[External] : Re: [lworld] What is the default of a Primitive.ref variable?

Srikanth Adayapalam srikanth.adayapalam at oracle.com
Fri Jul 23 14:27:08 UTC 2021


Hi Jesper,

The syntax of parameterized primitive types came up earlier for discussion and for good or bad, RefDefault.ref<String>  is the currently blessed syntax and not RefDefault<String>.ref

So, this is a conscious choice that stands for the moment.

There was a push earlier in the day that issues a slightly better diagnostic that what you quote:

"improperly formed type, some parameters are missing or misplaced"

Srikanth

________________________________
From: Jesper Steen Møller <jesper at selskabet.org>
Sent: 23 July 2021 18:37
To: Srikanth Adayapalam <srikanth.adayapalam at oracle.com>
Cc: valhalla-dev <valhalla-dev at openjdk.java.net>
Subject: [External] : Re: [lworld] What is the default of a Primitive.ref variable?


Thanks, Srikanth - but...

... I *did* ask the compiler, but in the context of parameterized types...

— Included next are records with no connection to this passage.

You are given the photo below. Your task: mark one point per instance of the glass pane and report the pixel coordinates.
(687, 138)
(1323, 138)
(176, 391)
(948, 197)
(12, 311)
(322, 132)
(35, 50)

public primitive class RefDefault<T> {
    public int i = 1;

    public static void main(String [] args) {
     RefDefault<String>.ref l = RefDefault.ref.default;
     System.out.println(l.i);
    }
}

This gave me a syntax error at the dot in for "RefDefault<String>.ref".

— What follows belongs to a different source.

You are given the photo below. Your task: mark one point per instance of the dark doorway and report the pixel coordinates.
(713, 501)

 error: improperly formed type, some parameters are missing
     RefDefault<String>.ref l = RefDefault.ref.default;
                       ^

The compiler will accept RefDefault.ref<String> but that looks off to me. It that the correct form of a reference projection of RefDefault<String>? Or should I fix that in the parser?

It turns out that eliding the type from RefDefault.ref.default (as in RefDefault.ref<String> l = RefDefault.ref.default)ill give a reference to a default value. I'll fix that in bug 8210906.

-Jesper

On 23 Jul 2021, at 13.47, Srikanth Adayapalam <srikanth.adayapalam at oracle.com<mailto:srikanth.adayapalam at oracle.com>> wrote:

You could have asked the compiler ? 🙂

Prim.ref.default would have the same value and type that an uninitialized field of type Prim.ref would have by default.
Alternately if you do new Prim.ref[10]  the cells of the newly constructed array would have same value and type as
that of Prim.ref.default - so null.

As a result, the program you cite, should fail with NPE and it does on branch tip.

Srikanth
From: valhalla-dev <valhalla-dev-retn at openjdk.java.net<mailto:valhalla-dev-retn at openjdk.java.net>> on behalf of Jesper Steen Møller <jesper at selskabet.org<mailto:jesper at selskabet.org>>
Sent: 23 July 2021 16:17
To: valhalla-dev <valhalla-dev at openjdk.java.net<mailto:valhalla-dev at openjdk.java.net>>
Subject: [lworld] What is the default of a Primitive.ref variable?

Hi list

While making a test case for bug 8210906 (making SomeClass.default a poly-expression if SomeClass is parameterized), I came across the use of .default on a reference, as in

primitive class Prim {
    int i = 42;

    public static void main(String [] args) {
        Prim.ref p = Prim.ref.default; // Does this make sense at all?
        System.out.println(p.i); // Should this NPE or print 0?
    }
}

Prim.ref is the reference projection of Prim, and is nullable, and is reference type. The default of a reference is null.
But what is Prim.ref.default? Is it even a thing? Should it be disallowed?